本文由 AI 分析生成
建立時間: 2026-03-26 來源: https://arxiv.org/abs/2603.19312
Summary
LeWorldModel (LeWM, 2026) is the first Joint-Embedding Predictive Architecture (JEPA) that trains stably end-to-end from raw pixels using only two loss terms: a next-embedding prediction loss and a Gaussian regularizer (SIGReg). Prior JEPAs required exponential moving averages, pre-trained encoders, or six-term losses to avoid representation collapse. With 15M parameters trainable on a single GPU in hours, it plans 48x faster than foundation-model-based approaches while achieving competitive control performance on 2D and 3D manipulation benchmarks.
LeWorldModel 是首個能從原始像素穩定端對端訓練的 JEPA,僅使用兩個損失函數:下一步嵌入預測損失和 SIGReg 高斯正則化器。先前的 JEPA 需要指數移動平均、預訓練編碼器或六項損失。15M 參數,單 GPU,規劃速度比基礎模型方法快 48 倍。
Prerequisites
- Joint Embedding Predictive Architectures (JEPA) — Yann LeCun’s proposed world model architecture; understanding why predicting in latent space (not pixel space) is the design choice is foundational
- Representation collapse in self-supervised learning — why training an encoder end-to-end without constraints causes all representations to collapse to a constant; the core problem this paper solves
- Score-based / diffusion model intuitions — SIGReg is related to normality testing; understanding what “Gaussian-distributed embeddings” means and why it prevents collapse helps
- Model Predictive Control (MPC) — the planning algorithm used at inference; how latent-space optimization over action sequences works
- Vision Transformers (ViT) — the encoder backbone; patch tokenization and [CLS] token usage
Core Idea
Representation collapse in JEPAs is a distribution alignment problem: the encoder collapses because nothing forces it to maintain informative, diverse representations. SIGReg (Sketched-Isotropic-Gaussian Regularizer) addresses this statistically: it enforces that the latent distribution is Gaussian using the Epps-Pulley statistical normality test applied to one-dimensional random projections of the embeddings.
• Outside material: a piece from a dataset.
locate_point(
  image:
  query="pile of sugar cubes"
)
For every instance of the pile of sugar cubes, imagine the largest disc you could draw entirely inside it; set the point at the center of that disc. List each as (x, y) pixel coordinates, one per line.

This is a formal guarantee (not a heuristic) — if the test is satisfied, the embeddings cannot have collapsed to a degenerate distribution. This allows removing all the architectural complexity (EMA, stop-gradient, pre-trained features) that prior works needed.
Results
| Task | LeWM | Best Baseline | Notes |
|---|---|---|---|
| Push-T (2D manipulation) | Higher | PLDM | +18% success rate |
| OGBench-Cube (3D manipulation) | Competitive | DINO-WM | Similar performance |
| Two-Room (navigation) | Lower | PLDM, DINO-WM | Simple low-dim environment |
| Planning speed | 48x faster | DINO-WM | 200x fewer latent tokens |
| Training | Single GPU, hours | Multi-GPU, days | vs. DINO-WM |
Physical reasoning: LeWM assigns higher surprise to teleporting objects vs. visual perturbations — latent space internalizes physical causality without explicit supervision.
Limitations
- Author-stated: short planning horizons — current MPC does not scale to long-horizon tasks
- Author-stated: relies on offline datasets with sufficient state coverage; fails in data-sparse regions
- Unstated: Two-Room underperformance suggests SIGReg’s Gaussian prior is a poor fit for low-intrinsic-dimensionality environments — the regularizer may be too strong
Reproducibility
- Code: likely available (paper from 2026 with open-source framing); check arXiv for repository link
- Datasets: Push-T, OGBench-Cube, Two-Room — all standard benchmarks
- Compute: single GPU (A100 class likely); hours of training
Insights
SIGReg’s key insight: instead of preventing collapse through architectural tricks (EMA teacher networks, stop-gradients), enforce a statistical property on the output distribution. This is a principled solution rather than an empirical one. The physical understanding results (violation-of-expectation tests) are the most compelling contribution beyond the engineering — they suggest that Gaussian-regularized latent prediction naturally discovers causal structure, which is the core of LeCun’s JEPA research program.
Connections
- JEPA (Joint Embedding Predictive Architecture)
- Yann LeCun’s world model research program
- DreamerV3 (task-specific world model)
- DINO-WM (foundation-model-based world model)
- Model Predictive Control
- representation collapse in self-supervised learning
Raw Excerpt
“The first JEPA that trains stably end-to-end from raw pixels using only two loss terms… No stop-gradient, exponential moving averages, or pre-trained representations. LeWM plans 48x faster than foundation-model alternatives while maintaining competitive control performance.”